Where semantic search is used¶
| Scenario | Tool |
|---|---|
| "Find anything about my career plans" | semantic_search (all sources) |
| "That conversation where I mentioned burnout" | semantic_search(sources=["interactions"]) as fallback after search_history |
| "Find that article I saved about AI regulation" | semantic_search(sources=["read_later"]) — primary, no keyword search exists for read_later |
| "Find anything about X" (unknown source) | find_everything — runs keyword + semantic in parallel |
| Note/task not found by keyword | semantic_search as automatic fallback |
Backfilling existing data¶
Rows written before semantic search was added have embedding = NULL. To embed them:
curl -X POST https://your-app.railway.app/embed-backfill \
-H "X-Reflection-Secret: your-secret"
# Returns: {"notes": 12, "interactions": 847, "read_later": 5}
Rate-limited to ~10 rows/second. For large histories, this may take several minutes — the endpoint processes synchronously.
Information Priority¶
When the user asks about themselves, the agent checks in this order:
1. Permanent facts (user_facts table — always in system prompt)
↓ not found
2. Reflection profile (UserContext — always in system prompt)
↓ not found
3. recall_facts(query) — active search over user_facts
↓ not found
4. search_history(query) — keyword search over past conversations
↓ not found
5. semantic_search(query) — meaning-based search over notes, interactions, saved articles
↓ not found
6. Acknowledge it's not known — offer to remember it now
What Gets Logged¶
Every interaction (from any handler) is saved via log_interaction():
| Field | Content |
|---|---|
user_message |
The text sent to the agent (or transcript for voice) |
agent_response |
The full response returned |
tools_used |
JSON array of tool call records extracted from the agent result |
channel |
"telegram", "cli", or "whatsapp" |
user_id |
User ID as string (Telegram user ID, WhatsApp phone number, or None for CLI) |
created_at |
UTC timestamp |
Logging is fire-and-forget — a failure never blocks the response.

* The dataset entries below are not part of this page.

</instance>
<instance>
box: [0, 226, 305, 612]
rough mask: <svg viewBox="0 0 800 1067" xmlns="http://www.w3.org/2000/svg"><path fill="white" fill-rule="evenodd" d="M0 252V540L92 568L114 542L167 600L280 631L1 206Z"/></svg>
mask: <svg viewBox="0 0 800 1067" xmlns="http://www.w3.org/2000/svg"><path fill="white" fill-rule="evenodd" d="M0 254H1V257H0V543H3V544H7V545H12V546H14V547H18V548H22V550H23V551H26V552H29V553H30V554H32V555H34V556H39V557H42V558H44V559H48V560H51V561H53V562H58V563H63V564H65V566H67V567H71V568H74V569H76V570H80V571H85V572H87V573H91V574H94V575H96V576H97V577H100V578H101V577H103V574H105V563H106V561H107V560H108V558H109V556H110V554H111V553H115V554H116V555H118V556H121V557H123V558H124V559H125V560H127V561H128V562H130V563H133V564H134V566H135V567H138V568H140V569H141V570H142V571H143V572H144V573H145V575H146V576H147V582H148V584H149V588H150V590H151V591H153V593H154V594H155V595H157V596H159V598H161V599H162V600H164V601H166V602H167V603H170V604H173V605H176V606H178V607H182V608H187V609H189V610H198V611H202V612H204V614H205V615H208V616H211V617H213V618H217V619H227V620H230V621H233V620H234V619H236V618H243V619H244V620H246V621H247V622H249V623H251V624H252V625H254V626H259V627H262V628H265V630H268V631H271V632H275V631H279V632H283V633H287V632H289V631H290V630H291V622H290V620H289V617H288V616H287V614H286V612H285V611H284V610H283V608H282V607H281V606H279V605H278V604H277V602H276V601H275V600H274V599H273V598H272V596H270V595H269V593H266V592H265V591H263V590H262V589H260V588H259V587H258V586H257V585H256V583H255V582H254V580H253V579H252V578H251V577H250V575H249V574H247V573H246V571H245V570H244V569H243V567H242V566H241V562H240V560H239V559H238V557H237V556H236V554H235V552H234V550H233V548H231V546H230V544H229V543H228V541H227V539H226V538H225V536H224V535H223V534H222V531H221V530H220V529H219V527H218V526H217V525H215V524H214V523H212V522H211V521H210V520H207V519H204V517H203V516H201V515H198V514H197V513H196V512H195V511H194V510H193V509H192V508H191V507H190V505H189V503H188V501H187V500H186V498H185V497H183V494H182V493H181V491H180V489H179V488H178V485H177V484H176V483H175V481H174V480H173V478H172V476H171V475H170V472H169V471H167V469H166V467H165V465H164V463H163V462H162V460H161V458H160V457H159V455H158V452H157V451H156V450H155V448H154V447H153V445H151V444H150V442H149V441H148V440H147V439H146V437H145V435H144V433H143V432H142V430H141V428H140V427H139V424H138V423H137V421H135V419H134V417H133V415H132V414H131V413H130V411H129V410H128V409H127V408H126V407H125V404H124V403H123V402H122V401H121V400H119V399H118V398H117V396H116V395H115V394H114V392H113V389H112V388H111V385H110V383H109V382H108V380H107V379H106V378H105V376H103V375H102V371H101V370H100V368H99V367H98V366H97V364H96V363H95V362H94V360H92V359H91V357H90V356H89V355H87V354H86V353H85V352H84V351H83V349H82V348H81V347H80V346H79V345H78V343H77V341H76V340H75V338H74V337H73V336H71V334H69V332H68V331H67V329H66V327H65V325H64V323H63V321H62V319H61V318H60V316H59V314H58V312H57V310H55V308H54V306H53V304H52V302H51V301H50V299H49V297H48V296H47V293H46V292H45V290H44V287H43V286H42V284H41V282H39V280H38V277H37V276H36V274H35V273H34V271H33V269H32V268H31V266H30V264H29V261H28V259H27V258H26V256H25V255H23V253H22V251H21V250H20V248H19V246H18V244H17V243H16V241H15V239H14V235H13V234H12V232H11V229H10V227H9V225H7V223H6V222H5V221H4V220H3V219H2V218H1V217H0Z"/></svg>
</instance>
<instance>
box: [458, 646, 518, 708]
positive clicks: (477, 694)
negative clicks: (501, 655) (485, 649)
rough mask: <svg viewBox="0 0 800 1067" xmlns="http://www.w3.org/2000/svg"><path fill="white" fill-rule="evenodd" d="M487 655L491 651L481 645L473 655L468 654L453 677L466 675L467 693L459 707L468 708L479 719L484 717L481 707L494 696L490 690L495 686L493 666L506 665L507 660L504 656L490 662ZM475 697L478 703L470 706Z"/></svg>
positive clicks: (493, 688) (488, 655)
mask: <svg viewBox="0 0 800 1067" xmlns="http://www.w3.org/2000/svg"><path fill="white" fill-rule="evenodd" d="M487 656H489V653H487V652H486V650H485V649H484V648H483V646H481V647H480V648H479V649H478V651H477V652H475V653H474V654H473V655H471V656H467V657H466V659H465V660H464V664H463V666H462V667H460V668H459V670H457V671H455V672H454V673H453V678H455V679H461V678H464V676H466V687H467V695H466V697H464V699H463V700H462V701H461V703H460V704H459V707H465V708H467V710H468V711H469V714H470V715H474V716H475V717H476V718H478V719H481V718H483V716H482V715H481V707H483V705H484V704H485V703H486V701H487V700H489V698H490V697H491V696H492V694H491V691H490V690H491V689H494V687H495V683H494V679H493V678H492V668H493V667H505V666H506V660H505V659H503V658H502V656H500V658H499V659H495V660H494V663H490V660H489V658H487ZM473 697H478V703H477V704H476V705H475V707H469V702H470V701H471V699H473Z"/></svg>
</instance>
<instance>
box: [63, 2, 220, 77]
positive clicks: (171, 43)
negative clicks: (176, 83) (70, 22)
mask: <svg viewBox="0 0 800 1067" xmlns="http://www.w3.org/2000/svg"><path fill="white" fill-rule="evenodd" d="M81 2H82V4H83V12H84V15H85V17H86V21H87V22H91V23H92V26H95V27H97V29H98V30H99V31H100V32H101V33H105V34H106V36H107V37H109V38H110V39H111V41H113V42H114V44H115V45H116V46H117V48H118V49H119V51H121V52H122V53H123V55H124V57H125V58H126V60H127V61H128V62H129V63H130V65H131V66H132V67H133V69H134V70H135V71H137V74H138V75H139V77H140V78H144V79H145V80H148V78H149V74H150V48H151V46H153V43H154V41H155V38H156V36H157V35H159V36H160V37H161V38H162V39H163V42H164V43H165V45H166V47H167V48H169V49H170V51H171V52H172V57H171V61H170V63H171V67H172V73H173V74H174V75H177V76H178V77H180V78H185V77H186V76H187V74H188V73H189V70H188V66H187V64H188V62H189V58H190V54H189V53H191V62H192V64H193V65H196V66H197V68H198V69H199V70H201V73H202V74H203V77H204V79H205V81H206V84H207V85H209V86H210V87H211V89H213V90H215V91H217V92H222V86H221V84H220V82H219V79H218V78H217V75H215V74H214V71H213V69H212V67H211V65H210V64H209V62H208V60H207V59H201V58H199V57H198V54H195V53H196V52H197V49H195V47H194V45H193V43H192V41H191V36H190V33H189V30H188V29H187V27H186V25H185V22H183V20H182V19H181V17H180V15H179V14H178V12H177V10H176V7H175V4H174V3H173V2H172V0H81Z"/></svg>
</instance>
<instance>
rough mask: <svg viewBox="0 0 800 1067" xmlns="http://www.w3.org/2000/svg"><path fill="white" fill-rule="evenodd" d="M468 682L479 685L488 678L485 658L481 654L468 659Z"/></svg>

Bootstrap: Seeding Initial Facts¶
After deploying, seed the facts store by telling Kwasi key facts in one message:
"Remember these facts about me: - My home address is 124 Avenue Perretti, Neuilly-sur-Seine - I work at [company] at [address] - My partner is [name] - I prefer public transport"
Kwasi will call remember_fact for each one. From that point, every prompt includes them permanently — no conversation history needed, no reflection cycle required.